Lisa, I was watching that best and worst place to stay and just could not keep my eyes open.  I said to DH imagine if they say Edinburgh.  So I was right. hee haa.

BIG GOOD-LUCK TO ALL THE LADIES DOING SCANS 2MOROW.   

Gotta go take care ladies.

Love
Bev


----------



## shiningstar (Aug 2, 2005)

Tracy & Kim good luck with scans tomorrow    

Kizzy how are you honey, been thinking about you today sending you a big  

OMG what is this AF about on prostap its awful I have been all over the place today and I am so tired.

Big hello to all the other glasgow girlies  

Katrina


----------



## sa75ah1 (Oct 16, 2007)

Hi Girls, I've only been a member here for a few days. Just a bit about me. I'm called Sarah I'm 32 and have been ttc for 4years and gp done tests we were referred to the fertility clinic at Ninewells last year and were told that we had was is called "unexplained fertlity". We were given options and after talking we decided that we would go for IVF and was then told that there was a 2year waiting list, which would take us to summer 2008. Well at the end of August I received my suprecur nasel spray through the post and an appointment for blood tests. At present I started my Gonal F injections last friday and have a scan tomorrow. The midwife that I saw last week said that if all is well the earliest I will be taken in for EC is week beginning 22/10.

I would love to get to couples that are also attending ninewells and are at the same stage as us.

Hope evryone is well.

Sarah xx


----------



## shiningstar (Aug 2, 2005)

Hi Sarah and welcome, good luck for your scan tomorrow    there are a few girls on here attending Ninewells, you have came to the right place for support honey.

Katrina
xx


----------



## kizzymouse (Jan 13, 2006)

thanks Katrina

I'm fine, its nasty but you get used to the BFN's dont you? more of a shock getting a bfp I'd imagine  

Will deffo go again as soon as hossie say.
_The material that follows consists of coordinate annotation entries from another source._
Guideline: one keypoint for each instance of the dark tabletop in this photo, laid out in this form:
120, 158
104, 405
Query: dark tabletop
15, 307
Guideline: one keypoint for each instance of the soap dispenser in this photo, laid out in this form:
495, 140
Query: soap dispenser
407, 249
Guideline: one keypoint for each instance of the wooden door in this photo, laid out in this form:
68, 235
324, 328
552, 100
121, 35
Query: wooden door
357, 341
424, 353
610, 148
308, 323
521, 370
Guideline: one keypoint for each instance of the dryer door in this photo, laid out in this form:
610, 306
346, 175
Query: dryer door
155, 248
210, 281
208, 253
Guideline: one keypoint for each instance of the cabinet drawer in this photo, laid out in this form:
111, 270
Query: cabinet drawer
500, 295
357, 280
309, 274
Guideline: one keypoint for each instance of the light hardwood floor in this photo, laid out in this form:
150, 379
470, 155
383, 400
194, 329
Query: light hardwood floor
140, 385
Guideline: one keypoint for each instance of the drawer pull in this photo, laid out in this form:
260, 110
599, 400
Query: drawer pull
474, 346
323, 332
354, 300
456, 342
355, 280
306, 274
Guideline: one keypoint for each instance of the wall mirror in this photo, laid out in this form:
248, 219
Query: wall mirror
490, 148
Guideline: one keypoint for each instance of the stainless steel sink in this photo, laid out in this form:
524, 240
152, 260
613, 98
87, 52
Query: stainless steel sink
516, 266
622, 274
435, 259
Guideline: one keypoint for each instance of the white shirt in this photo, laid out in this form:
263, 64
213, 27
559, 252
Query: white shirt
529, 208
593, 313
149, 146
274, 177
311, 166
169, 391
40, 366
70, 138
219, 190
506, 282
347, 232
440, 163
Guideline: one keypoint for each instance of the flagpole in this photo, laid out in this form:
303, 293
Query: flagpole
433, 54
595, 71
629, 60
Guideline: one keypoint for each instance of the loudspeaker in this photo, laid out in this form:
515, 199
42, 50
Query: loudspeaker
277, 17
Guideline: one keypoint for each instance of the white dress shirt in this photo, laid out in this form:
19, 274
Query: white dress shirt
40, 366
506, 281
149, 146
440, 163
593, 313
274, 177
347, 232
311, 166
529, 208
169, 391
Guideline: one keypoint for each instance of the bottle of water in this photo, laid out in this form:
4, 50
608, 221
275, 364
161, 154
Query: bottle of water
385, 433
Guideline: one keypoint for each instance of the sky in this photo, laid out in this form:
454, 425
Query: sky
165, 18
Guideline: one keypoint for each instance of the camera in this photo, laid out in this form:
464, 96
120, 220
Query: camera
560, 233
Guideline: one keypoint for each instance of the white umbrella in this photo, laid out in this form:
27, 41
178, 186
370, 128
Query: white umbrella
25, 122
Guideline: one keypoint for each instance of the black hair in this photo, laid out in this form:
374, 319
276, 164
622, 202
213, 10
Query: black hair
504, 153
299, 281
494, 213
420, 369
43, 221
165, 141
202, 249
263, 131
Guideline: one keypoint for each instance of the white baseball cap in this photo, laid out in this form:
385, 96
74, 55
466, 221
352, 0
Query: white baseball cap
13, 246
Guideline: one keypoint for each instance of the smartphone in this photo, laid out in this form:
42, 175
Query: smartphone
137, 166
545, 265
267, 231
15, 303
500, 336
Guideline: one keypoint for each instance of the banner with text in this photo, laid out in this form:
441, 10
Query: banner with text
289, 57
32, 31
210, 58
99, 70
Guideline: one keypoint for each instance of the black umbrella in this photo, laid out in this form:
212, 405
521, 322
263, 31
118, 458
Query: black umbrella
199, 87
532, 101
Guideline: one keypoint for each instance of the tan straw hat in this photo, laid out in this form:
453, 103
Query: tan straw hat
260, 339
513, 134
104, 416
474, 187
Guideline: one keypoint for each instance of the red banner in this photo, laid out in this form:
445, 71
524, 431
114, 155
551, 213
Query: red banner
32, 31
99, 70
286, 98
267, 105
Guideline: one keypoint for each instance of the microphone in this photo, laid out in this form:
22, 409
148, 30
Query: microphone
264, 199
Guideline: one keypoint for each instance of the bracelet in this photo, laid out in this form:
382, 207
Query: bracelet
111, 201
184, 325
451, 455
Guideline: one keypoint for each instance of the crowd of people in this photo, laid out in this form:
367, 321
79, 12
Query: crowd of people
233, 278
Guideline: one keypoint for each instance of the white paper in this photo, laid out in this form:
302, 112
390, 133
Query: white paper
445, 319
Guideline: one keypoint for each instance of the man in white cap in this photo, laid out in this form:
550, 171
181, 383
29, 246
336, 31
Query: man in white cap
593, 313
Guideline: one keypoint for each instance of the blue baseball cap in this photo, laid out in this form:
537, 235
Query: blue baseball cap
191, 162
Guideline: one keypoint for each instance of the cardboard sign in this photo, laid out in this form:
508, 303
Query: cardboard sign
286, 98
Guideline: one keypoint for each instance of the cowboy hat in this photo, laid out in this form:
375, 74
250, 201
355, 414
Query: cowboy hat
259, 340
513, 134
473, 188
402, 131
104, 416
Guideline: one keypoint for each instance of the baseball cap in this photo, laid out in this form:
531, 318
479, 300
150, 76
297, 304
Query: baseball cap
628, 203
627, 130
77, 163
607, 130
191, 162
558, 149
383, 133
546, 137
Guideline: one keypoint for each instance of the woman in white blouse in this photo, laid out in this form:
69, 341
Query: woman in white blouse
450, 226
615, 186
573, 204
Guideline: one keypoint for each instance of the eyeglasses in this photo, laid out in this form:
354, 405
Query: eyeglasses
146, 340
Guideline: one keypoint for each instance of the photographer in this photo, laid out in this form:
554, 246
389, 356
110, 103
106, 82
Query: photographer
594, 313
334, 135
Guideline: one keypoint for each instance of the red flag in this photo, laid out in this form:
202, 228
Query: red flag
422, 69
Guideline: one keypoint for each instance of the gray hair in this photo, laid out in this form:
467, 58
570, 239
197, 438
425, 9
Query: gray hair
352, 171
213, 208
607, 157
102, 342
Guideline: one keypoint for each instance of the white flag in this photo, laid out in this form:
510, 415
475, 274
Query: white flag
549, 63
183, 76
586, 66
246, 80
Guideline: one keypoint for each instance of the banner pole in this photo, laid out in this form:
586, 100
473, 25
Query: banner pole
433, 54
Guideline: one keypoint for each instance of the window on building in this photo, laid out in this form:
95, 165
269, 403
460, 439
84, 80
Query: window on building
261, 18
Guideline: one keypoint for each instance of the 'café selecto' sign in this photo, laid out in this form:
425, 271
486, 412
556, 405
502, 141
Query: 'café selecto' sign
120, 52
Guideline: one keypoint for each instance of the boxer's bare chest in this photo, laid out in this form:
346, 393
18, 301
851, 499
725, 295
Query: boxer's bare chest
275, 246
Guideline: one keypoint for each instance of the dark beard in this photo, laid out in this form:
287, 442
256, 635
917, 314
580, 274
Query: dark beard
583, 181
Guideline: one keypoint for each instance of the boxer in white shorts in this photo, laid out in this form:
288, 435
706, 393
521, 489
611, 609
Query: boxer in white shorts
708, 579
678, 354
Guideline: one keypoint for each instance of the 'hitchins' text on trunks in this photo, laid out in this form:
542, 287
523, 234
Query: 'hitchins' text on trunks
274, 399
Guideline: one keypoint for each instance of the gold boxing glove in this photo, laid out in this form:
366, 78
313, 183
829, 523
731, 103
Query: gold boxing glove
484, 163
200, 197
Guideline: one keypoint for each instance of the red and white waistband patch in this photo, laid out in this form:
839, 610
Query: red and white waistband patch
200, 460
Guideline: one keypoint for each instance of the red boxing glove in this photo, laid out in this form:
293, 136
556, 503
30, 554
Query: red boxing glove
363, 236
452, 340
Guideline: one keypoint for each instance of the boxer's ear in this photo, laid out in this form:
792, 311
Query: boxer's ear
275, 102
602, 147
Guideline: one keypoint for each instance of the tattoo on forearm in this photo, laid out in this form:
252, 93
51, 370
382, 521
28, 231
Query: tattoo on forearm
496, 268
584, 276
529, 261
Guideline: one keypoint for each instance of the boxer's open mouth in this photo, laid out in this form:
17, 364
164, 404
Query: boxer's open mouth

Yes AF is horrendous on prostap   evil!

I'm not looking forward to AF - not started yet just spotting  

Good luck Tracy and Kim for scans  

Welcome Sarah


----------



## Stars* (Sep 27, 2007)

Hi Sarah,

I think that i met you on another thread! Welcome  to the scottish girls.
I am attending Ninewells, start d/r on saturday!! Look forward to geting to know you during the tx!!  

Lisaxx


----------



## Zulu (Apr 25, 2007)

Hi Sarah,

I too have had all my treatments at Ninewells.  You have defo found the best place for help and support.  Dont worry us girls will take good care of you   

Take care
Bev


----------



## LIL41 (Sep 15, 2007)

Hi Girls 

Tracy and Kim - good luck with the scans today, will be thinking about you both. 

Katrinar - you got Prostap AF blues, me too hun. Don't think I've ever been quite this scatty before (and tired can't believe how tired I feel). When's your scan? I go tomorrow and hopefully start stimming on Sunday. 

Kizzy - I'm so sorry things haven't worked this time but your turn will come. You're being very positive and your DH sounds like a great support - keep it up. I know you'll have your ups and downs but remember we're all here for you. 

Sarah - hi there, you're in the best place on this wee thread, the girls here are fab. 

Lisa - Don't worry about tomorrow. You'll be fine. A glass of wine or two should do the trick tonight. 

Hope everyone else is doing fine and looking foward to weekend.

Lil xxx


----------



## hellsbells32 (Oct 9, 2007)

Morning

Hi Tracy and Lisa thanks for the ticker advice - hopefully it will work - have pasted it into my signature now so fingers crossed.

good luck with the scans today Tracy and Kim

 Sarah good luck with your tx  

Helen x


----------



## hellsbells32 (Oct 9, 2007)

omg it works        


thanks everyone for your help - gosh am so easily impressed    

Helen x


----------



## Stars* (Sep 27, 2007)

Hi Helen,

Your ticker looks great!!!

Hi Lil, woke up at 4 this am in a panick over the nasal spray!! Must have been dreaming about it!! Have butterflies in my stomach, went to gp today, and sh said that she will sign me off no bother, just tell her the dates that i need and she will do it!!!

Good luck toeveryone having theie scans today   

Hi everyone else!!

Lisa xxx


----------



## hellsbells32 (Oct 9, 2007)

Hi Lisa

thanks - and thanks for helping me get it on there. 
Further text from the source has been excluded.